By Adam Smith on December 10th, 2013 at 8:00 pm.
I just spent half an hour squinting at my monitor, reading melancholy messages shared between a group of acquaintances. I wasn’t browsing my inbox or Twitter feed – I was playing the imaginative and absorbing FOC/US, a free game created by Felix Park. It’s a dreamlike experience, not in a fantastic surrealist sense, but rather in the way that it reconfigures the mundane. The atmosphere contains something of the claustrophobic oppression of sleep paralysis along with everyday anxieties that stem from love, friendship and money. It begins with a camera with a zoom lens. Next to it, a tiny person lies on the table. Zoom in and speak to him and he reveals the location of the next person. Sad, strange and startling, it’s a wonderful little thing.
I’d suggest you don’t read on at all if you can play now, either in a browser or using the download for Windows, Mac or Linux. I won’t spoil details below, but I do discuss the game’s mood and basic mechanics from start to end.

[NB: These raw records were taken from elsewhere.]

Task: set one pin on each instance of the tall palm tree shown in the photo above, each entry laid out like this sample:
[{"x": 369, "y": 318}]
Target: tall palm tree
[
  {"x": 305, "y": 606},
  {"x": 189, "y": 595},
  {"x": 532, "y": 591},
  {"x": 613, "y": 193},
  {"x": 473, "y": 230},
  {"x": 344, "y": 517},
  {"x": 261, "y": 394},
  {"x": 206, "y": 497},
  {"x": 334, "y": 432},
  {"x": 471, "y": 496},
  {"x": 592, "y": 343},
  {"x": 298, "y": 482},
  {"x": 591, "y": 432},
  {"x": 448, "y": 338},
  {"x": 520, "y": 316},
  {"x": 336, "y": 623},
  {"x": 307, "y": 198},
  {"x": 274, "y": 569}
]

Originally intended to be part of the seven day FPS jam, FOC/US has been expanded into a cohesive and touching short-form adventure. Each of the characters has only a few lines to say but, when put together, they create a powerful mood and a story I’m glad to have experienced.
It’s also one of the few games that has ever played tricks on my eyes. Invisible without the zoom lens, once spotted, the miniature people stand out, like flecks of dust or dirt, and I’ve suddenly realised how urgently I need to clean my desktop because it looks like there might be a crowd gathering.
A quiet game that uses a single, small location to good effect. It wouldn’t work as well if there was more to see. The brevity and the enclosure are important, right up to the ending, which, without resorting to tacky jump scare methods, deeply unnerved me.